During a vasectomy, the vas deferens (the tubes that connect the testicles to the prostate and seminal vesicles) from each testicle is clamped, cut, or otherwise sealed. This prevents sperm from mixing with the semen that is ejaculated from the penis. After a vasectomy the testicles continue to produce sperm, but the sperm are reabsorbed by the body. This is the same as the natural way of disposing sperms that remain in the scrotum. It happens to sperm that are not ejaculated after a while, regardless of whether you have had a vasectomy. Because the tubes are blocked before the seminal vesicles and prostate, you still ejaculate about the same amount of fluid but without it containing any sperm.
Benefits of a Vasectomy
So, why do people get vasectomies anyway?

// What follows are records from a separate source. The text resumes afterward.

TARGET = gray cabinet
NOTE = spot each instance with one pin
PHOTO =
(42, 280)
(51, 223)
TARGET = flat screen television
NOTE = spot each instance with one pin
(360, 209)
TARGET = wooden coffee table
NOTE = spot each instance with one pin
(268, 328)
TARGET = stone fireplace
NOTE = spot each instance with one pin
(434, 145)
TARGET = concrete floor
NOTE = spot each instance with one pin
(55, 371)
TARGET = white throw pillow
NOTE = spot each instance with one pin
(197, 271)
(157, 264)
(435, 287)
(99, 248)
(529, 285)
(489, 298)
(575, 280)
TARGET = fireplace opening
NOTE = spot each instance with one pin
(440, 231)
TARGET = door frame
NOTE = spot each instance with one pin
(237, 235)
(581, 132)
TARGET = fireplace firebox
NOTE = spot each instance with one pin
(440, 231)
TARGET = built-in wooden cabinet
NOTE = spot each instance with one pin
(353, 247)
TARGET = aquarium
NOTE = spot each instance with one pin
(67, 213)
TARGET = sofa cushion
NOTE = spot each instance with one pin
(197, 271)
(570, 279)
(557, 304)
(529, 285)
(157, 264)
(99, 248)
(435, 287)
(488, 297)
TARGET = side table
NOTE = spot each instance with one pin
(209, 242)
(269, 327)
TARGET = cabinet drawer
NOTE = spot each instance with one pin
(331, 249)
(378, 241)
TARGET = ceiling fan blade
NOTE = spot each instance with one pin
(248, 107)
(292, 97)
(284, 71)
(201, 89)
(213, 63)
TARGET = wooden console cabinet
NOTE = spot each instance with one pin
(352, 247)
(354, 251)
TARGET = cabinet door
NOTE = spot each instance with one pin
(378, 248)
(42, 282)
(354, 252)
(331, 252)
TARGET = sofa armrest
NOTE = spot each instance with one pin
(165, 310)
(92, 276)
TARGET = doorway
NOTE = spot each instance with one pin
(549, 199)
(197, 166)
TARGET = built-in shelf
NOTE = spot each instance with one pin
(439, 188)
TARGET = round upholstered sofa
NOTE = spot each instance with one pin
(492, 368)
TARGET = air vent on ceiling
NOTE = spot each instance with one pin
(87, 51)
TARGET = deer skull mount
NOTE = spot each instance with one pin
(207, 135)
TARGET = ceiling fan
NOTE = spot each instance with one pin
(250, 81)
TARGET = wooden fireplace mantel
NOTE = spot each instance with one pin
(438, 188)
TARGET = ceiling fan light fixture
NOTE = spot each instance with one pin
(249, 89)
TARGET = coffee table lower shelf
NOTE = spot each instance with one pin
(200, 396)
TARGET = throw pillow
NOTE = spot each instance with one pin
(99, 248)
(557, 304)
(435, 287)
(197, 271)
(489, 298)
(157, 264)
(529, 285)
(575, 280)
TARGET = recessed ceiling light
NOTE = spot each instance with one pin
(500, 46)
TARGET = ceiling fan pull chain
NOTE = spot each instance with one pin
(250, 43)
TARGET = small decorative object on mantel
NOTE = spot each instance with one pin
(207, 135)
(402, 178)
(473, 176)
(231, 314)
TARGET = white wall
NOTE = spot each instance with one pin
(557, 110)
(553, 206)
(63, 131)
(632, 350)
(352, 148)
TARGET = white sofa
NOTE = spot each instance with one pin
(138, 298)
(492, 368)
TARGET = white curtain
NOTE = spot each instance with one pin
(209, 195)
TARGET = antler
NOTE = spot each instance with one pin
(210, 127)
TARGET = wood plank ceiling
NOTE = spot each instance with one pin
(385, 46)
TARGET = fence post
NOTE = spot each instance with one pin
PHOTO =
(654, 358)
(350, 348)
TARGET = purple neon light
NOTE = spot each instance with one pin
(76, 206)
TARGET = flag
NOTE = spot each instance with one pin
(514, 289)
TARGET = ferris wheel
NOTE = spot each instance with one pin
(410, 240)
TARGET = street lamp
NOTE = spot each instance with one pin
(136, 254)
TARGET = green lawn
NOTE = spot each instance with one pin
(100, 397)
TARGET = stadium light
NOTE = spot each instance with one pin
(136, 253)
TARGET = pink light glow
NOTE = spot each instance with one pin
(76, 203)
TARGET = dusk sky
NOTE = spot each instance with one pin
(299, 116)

The number one benefit is that it prevents pregnancy. Now, no method of birth control is completely fool-proof but a vasectomy is about as close as it gets. If the surgeon has a good reputation and is competent, it increases the chances of the surgery working.
Before making your decision for getting the surgery, keep in mind that there are some risks with vasectomy procedure. The first is that there is a chance that the surgery won’t work to prevent conception. Other complications include prolonged pain and even impotence. Another probable risk is the “remorse” factor.